Figure 6.1.4 The region bounded by ${x=3-y^2}$ and ${x=y+1}$.

Find your intersection points like normal and you end up with $(2,1)$ and $(-1,-2)$. But integrating with respect to $x$ is more complicated than before. If you look at the region as bounded by something above and below, the top boundary is two different functions.

Instead, it’s easier to look at this as a left and right boundary and integrate with respect to $y$. Our lower bound for the integral would be $-2$ and the upper $1$. We then subtract the left curve from the right one.

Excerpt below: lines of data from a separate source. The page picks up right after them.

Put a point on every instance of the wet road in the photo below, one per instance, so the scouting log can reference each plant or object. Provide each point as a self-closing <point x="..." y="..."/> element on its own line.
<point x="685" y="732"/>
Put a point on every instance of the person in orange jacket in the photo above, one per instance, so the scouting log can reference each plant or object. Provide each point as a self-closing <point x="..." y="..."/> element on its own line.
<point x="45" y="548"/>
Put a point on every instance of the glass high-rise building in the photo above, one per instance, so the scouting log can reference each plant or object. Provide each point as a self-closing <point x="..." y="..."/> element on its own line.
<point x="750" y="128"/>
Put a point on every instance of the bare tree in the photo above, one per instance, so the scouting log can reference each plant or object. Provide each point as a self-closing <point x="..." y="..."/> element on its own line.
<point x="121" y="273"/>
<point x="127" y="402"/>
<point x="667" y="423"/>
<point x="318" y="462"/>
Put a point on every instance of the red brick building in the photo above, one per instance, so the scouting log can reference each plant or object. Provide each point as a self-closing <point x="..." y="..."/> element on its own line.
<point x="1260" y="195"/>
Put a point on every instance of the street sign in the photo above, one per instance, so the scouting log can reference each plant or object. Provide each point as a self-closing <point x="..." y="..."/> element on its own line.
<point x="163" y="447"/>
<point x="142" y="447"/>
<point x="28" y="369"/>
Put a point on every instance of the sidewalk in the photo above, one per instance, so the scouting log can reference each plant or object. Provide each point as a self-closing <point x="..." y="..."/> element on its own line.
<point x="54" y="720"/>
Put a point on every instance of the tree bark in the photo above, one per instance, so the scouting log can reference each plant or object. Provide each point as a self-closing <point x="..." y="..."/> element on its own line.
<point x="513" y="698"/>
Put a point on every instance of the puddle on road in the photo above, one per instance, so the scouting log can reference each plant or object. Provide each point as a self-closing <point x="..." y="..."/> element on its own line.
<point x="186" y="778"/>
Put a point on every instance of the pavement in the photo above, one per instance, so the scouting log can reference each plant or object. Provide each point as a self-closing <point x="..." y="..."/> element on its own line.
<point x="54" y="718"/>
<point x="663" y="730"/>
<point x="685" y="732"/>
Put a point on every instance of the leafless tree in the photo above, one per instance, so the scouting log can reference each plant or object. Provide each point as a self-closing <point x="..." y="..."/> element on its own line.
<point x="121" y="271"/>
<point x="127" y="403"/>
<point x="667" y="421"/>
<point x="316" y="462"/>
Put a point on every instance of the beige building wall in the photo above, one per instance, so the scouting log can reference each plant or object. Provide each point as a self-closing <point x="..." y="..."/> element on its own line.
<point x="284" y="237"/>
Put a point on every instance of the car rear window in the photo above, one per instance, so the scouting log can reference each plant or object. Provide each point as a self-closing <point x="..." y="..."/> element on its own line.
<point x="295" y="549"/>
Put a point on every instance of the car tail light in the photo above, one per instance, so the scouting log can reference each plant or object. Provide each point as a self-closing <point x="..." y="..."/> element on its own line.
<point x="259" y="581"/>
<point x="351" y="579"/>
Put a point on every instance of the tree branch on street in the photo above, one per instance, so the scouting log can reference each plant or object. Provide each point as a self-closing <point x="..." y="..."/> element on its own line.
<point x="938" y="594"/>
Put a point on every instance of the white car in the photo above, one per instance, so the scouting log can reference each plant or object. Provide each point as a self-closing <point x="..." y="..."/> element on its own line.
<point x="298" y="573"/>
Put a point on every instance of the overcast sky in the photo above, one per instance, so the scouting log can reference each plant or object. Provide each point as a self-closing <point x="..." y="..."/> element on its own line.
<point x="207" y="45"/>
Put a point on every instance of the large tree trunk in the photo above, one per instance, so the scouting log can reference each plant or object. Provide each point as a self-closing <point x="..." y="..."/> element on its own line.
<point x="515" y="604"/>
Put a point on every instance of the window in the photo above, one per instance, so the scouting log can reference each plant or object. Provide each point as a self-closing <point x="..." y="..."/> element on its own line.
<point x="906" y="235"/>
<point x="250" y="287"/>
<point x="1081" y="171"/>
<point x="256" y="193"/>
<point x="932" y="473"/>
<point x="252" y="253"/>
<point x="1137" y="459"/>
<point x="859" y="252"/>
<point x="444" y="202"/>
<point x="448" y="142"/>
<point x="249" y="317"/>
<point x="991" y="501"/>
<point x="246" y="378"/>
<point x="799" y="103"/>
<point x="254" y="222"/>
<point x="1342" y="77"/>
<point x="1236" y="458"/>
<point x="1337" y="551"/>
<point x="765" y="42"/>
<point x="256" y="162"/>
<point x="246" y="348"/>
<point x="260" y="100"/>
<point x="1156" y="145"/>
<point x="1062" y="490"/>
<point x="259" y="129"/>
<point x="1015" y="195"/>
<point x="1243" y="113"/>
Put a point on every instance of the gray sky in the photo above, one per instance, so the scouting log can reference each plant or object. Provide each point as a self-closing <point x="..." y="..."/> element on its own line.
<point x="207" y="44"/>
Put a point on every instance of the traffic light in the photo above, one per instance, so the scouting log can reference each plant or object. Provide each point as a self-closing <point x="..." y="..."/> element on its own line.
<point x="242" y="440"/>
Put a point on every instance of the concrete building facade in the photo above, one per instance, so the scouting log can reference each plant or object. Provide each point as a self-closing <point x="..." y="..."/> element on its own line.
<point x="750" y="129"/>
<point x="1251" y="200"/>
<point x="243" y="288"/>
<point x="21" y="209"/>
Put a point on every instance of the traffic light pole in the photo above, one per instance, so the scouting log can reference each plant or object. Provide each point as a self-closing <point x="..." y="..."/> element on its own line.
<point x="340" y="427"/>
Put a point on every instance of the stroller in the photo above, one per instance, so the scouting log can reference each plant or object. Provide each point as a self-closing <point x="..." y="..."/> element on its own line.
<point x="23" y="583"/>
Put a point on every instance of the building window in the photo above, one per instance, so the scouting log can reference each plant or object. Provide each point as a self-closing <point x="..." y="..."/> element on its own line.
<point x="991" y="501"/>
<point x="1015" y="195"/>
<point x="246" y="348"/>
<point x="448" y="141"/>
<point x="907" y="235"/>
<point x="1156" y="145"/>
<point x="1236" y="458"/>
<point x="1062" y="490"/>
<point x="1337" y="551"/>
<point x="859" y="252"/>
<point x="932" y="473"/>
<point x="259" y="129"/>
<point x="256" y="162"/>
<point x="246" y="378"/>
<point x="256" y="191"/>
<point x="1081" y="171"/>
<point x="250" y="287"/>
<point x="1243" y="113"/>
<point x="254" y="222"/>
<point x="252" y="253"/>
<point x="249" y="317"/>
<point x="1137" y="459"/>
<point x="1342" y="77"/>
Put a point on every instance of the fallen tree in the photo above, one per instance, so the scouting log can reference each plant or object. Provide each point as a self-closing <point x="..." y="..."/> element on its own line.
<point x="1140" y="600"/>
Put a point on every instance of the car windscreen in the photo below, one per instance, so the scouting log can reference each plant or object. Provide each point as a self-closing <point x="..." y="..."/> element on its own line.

\[\begin{align} \int_{-2}^1 (3-y^2) - (y + 1) \, dy &= \int_{-2}^1 -y^2 - y +2 \, dy \\ &= \left[ -\frac{y^3}{3} - \frac{y^2}{2} + 2y \right]_{-2}^1 \\ &= \frac{9}{2} \end{align}\]

$\blacksquare$

If you keep in mind where the positive and negative are, not much changes when calculating horizontal areas compared to vertical ones. This image from the text highlights the differences between the two, and uses the example above as reference.

Figure 6.1.5 Comparison of horizontal and vertical rectangles to find the area for example 3.